Abby makes it back to NYU, but not in time for the final exam. She sees her friend inside, they all pretend they don’t know her and she leaves, looking happier and lighter with each step.

Candy has gotten cleaned up in her Eileen gear to go see her kiddo, she seems nervous but ecstatic when she gets hands on him.

Vinnie and Andrea meet up to discuss co-parenting techniques, okay, talk about who cheated the most. Andrea doesn’t understand why Vinnie can’t just join her father’s crew and end up a made man or something. Plus he leaves her alone 7 nights a week, even if it’s to work you can see how that wasn’t going to work out in his favour. Can’t they just kiss and make up?

But no, like Candy he has to leave his kids behind to make his living, but unlike her he leaves without actually touching or saying anything to said kiddos.

It’s pouring downtown, so Ashley slips into the bar to find CC, she doesn’t want to work tonight. He says everyone’s got to work (while sitting at a bar sipping booze) then suggests they go do something fun together, alone.

Ah so I jumped the gun I see, Vinnie still digs Ellen, enough to have sex with her in his crappy room, anyway. I don’t know exactly why we needed to see all of that, but hey. Humping’s aight but James Franco’s giant manbush was high-larry-us.

A woman screaming sends Vinnie down the hallway; CC has a straight razor pointed at Ashley’s privates because she’s clearly forgotten what she’s supposed to be doing. I was worried that was what he meant when he said alone, but sometimes I lack faith in humanity. He’s explaining the facts of life to Ashley very clearly, starting with a cut along her armpit. He doesn’t care if she’s, wet, cold, or on fire: she’s to get CC his money regardless.

Vinnie stands in the hallway, frozen and unsure what to do, but when he hears CC coming he rabbits to his door, where Ellen’s terrified face stops him from entering. We hold our breath until CC goes by and then we exhale as we are oot.

Well that should have reminded me of Vinyl but other than wondering if they shared the costuming, it was completely different. Wow I liked that. Especially the bit at the end; it’s easy to see these pimps as flashy, sexy, fun guys. They gently guide their women with food, clothing and sex, get out there and get money, ladies! Some even feel like they need pimpin’!

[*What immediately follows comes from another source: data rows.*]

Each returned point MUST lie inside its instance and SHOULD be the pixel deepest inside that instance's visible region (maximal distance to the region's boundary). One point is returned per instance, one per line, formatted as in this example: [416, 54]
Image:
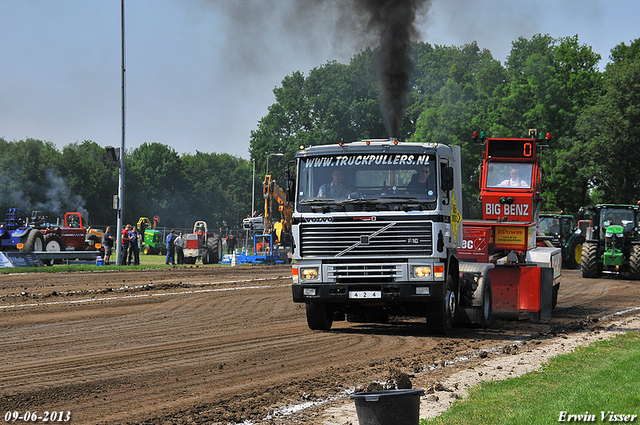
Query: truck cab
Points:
[376, 224]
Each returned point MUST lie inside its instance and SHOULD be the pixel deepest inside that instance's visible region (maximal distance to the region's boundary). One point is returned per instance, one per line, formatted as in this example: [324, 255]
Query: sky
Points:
[200, 74]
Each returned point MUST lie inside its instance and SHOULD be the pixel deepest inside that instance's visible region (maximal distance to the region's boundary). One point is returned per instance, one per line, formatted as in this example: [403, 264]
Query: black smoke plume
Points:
[394, 22]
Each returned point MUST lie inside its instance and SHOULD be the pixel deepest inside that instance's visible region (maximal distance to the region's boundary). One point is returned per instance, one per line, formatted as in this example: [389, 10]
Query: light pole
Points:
[271, 154]
[122, 152]
[253, 189]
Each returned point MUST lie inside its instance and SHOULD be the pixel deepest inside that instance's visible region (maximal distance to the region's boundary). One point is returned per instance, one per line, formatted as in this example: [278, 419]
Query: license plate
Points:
[365, 294]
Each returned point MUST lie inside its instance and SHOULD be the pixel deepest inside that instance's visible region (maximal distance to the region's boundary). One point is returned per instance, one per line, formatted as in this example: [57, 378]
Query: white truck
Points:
[377, 230]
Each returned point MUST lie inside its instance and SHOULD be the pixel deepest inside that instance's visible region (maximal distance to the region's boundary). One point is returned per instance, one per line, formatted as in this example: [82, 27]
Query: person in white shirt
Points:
[514, 180]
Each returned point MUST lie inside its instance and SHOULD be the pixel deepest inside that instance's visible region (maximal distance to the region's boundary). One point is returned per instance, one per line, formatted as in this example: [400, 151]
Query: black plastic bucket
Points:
[390, 407]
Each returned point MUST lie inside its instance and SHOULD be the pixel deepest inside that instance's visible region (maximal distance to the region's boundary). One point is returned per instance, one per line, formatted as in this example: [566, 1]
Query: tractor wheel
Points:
[634, 262]
[589, 263]
[319, 318]
[574, 257]
[53, 243]
[440, 315]
[34, 242]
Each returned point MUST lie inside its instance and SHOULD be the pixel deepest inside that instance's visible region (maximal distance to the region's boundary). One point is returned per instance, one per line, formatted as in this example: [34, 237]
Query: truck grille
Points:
[365, 272]
[342, 240]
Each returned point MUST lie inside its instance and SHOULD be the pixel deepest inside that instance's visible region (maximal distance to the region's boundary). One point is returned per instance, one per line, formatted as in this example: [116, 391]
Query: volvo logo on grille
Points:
[318, 219]
[371, 218]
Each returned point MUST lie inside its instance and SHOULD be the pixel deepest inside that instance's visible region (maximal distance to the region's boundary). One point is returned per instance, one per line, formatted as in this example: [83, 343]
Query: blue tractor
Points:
[17, 235]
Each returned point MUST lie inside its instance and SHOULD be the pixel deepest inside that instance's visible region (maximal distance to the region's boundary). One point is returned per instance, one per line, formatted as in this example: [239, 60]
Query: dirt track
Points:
[225, 345]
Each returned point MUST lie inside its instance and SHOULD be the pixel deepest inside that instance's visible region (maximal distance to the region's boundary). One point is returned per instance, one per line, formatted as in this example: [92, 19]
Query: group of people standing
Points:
[175, 245]
[131, 240]
[130, 245]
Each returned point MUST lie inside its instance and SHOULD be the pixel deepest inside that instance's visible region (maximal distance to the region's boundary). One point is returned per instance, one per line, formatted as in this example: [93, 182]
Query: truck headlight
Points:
[309, 274]
[422, 271]
[309, 292]
[422, 290]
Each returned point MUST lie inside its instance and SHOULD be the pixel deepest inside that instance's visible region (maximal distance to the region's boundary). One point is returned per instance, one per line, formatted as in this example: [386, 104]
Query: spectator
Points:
[125, 244]
[134, 247]
[231, 242]
[180, 243]
[107, 243]
[171, 249]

But they’re not running a democracy and however fly that gold jumpsuit is, it’s just window dressing on a very dangerous individual. Ellen’s face frozen in fear, Vincent afraid to move: this is what shows you so clearly what we’re looking at.

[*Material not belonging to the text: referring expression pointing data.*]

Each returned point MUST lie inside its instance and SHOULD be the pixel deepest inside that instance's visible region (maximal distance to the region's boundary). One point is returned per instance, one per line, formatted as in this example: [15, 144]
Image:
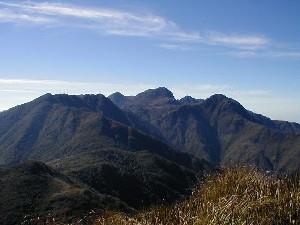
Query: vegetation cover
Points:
[240, 196]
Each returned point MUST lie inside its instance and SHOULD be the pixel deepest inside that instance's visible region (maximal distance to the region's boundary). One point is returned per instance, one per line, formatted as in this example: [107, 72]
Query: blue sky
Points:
[248, 50]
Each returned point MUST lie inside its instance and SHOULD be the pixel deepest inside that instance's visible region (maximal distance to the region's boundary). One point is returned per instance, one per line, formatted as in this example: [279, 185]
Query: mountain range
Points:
[68, 153]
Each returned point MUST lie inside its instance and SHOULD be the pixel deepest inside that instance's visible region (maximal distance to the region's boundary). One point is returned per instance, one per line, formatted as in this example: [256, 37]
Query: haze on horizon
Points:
[249, 51]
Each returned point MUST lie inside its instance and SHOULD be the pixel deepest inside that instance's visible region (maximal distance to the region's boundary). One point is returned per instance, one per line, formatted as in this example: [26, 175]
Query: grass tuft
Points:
[237, 197]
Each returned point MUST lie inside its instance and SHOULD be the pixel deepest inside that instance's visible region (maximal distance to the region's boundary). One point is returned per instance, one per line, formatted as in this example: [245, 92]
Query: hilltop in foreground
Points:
[239, 196]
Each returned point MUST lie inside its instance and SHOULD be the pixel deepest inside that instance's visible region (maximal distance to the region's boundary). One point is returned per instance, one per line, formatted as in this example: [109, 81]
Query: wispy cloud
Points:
[173, 46]
[105, 20]
[10, 16]
[247, 42]
[122, 22]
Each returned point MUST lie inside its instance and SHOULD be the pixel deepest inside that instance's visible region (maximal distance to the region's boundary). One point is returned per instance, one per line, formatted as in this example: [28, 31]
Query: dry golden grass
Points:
[236, 197]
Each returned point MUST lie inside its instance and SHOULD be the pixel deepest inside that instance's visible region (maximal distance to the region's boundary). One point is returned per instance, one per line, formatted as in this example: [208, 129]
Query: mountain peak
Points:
[156, 93]
[190, 100]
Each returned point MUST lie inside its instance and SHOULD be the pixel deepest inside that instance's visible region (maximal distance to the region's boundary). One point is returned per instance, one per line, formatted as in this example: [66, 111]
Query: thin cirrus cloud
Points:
[122, 23]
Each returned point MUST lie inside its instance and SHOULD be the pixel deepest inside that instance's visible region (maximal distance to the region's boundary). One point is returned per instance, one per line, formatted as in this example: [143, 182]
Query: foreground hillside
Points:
[238, 196]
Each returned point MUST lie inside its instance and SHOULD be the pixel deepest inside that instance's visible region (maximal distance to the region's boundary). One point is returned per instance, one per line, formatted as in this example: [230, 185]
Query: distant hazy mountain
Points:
[128, 151]
[218, 129]
[89, 139]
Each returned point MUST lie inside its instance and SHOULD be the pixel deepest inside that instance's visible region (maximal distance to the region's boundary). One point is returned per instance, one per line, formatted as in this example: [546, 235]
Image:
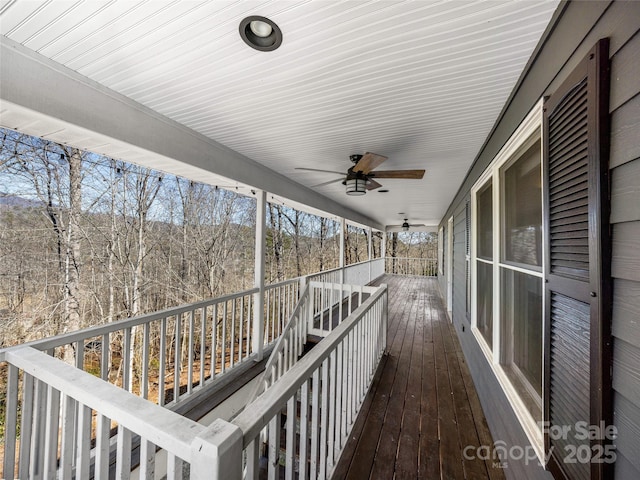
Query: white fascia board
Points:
[55, 102]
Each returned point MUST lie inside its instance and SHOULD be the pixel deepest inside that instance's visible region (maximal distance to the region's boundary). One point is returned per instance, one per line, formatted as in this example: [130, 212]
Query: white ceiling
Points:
[421, 82]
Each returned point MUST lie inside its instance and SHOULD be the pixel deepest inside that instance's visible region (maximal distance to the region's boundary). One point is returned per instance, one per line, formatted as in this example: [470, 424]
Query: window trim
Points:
[530, 128]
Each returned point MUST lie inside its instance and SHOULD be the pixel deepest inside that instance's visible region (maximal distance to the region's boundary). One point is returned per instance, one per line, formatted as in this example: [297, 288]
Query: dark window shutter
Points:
[577, 270]
[467, 262]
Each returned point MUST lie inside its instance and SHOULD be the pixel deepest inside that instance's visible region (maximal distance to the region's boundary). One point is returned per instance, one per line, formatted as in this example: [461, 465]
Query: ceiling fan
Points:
[406, 225]
[360, 177]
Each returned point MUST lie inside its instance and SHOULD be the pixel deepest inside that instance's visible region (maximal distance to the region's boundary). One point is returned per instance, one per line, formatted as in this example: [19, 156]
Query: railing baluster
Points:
[163, 360]
[37, 440]
[203, 343]
[11, 419]
[240, 328]
[144, 387]
[214, 340]
[331, 407]
[177, 358]
[339, 402]
[233, 331]
[274, 447]
[103, 426]
[248, 320]
[324, 414]
[123, 454]
[253, 459]
[350, 372]
[190, 353]
[315, 411]
[147, 460]
[83, 447]
[174, 467]
[68, 435]
[223, 355]
[51, 432]
[126, 359]
[79, 354]
[105, 351]
[304, 430]
[290, 454]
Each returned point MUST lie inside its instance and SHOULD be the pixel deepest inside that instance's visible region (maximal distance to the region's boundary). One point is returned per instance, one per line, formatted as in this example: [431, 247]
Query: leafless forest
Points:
[86, 239]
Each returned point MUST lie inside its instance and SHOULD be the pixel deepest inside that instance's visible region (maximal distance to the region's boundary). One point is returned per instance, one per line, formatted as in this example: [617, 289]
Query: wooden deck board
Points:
[422, 410]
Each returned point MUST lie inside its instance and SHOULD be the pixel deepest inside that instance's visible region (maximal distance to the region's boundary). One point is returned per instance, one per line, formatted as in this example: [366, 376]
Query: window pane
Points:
[521, 296]
[523, 209]
[485, 223]
[484, 319]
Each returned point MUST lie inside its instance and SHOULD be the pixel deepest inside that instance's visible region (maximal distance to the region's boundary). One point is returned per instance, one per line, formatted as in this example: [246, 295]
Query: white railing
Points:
[321, 395]
[61, 420]
[322, 307]
[280, 300]
[332, 303]
[355, 274]
[67, 419]
[427, 267]
[288, 348]
[166, 355]
[161, 357]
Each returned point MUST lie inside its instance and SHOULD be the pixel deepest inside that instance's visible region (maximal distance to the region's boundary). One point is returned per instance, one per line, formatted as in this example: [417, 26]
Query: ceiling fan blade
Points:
[318, 170]
[372, 184]
[414, 174]
[328, 183]
[368, 162]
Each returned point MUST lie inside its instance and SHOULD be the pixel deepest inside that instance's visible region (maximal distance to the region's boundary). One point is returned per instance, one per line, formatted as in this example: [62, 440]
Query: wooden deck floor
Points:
[422, 410]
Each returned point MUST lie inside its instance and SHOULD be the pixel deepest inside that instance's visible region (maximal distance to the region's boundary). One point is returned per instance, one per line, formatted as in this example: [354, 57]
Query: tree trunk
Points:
[73, 263]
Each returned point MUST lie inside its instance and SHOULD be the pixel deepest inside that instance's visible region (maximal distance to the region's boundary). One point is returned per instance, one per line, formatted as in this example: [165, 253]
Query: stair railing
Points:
[320, 396]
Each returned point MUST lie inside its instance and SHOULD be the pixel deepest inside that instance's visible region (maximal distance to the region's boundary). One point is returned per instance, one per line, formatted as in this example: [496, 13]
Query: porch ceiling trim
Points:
[41, 97]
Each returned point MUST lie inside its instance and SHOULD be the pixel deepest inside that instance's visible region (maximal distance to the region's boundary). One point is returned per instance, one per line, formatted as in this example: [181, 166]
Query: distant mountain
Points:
[8, 200]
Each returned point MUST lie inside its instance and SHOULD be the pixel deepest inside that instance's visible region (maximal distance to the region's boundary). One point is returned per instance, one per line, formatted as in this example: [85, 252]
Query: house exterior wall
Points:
[575, 29]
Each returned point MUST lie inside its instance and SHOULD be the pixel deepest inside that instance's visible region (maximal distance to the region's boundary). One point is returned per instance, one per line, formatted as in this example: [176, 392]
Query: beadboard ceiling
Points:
[421, 82]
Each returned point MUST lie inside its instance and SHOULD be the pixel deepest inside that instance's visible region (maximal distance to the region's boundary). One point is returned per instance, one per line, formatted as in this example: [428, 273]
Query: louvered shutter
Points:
[577, 270]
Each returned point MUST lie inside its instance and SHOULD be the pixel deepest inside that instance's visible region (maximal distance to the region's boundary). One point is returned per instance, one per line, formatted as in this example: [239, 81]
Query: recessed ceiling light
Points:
[260, 33]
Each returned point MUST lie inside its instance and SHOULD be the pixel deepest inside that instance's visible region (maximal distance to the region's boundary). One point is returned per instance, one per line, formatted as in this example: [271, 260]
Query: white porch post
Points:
[370, 252]
[343, 227]
[217, 452]
[258, 298]
[383, 250]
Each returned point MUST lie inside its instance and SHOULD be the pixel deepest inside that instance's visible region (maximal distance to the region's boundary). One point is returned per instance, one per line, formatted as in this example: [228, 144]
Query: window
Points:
[521, 290]
[484, 278]
[507, 271]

Because Vincent wasn’t afraid of those mob guys, he knew he had to back down, but he wasn’t intimidated. CC and his ilk are a different story entirely.

I loved the feel of the show, the constant grind of sex work and the griminess of Times Square in the 70s is captured perfectly. The music doesn’t overwhelm, rather it accompanies, like when “you’ve got cheating on your mind” plays softly in the background while Vincent and Abby flirt in front of Ellen.

I didn’t like everything; I’m not a fan of the joint Franco scenes, it smacks of gimmick and the timing was off. In fact, everything Vincent does on this side of the river seems wrong and I can’t figure out why. 100% will keep watching, though, it’s out of sight, hep cats!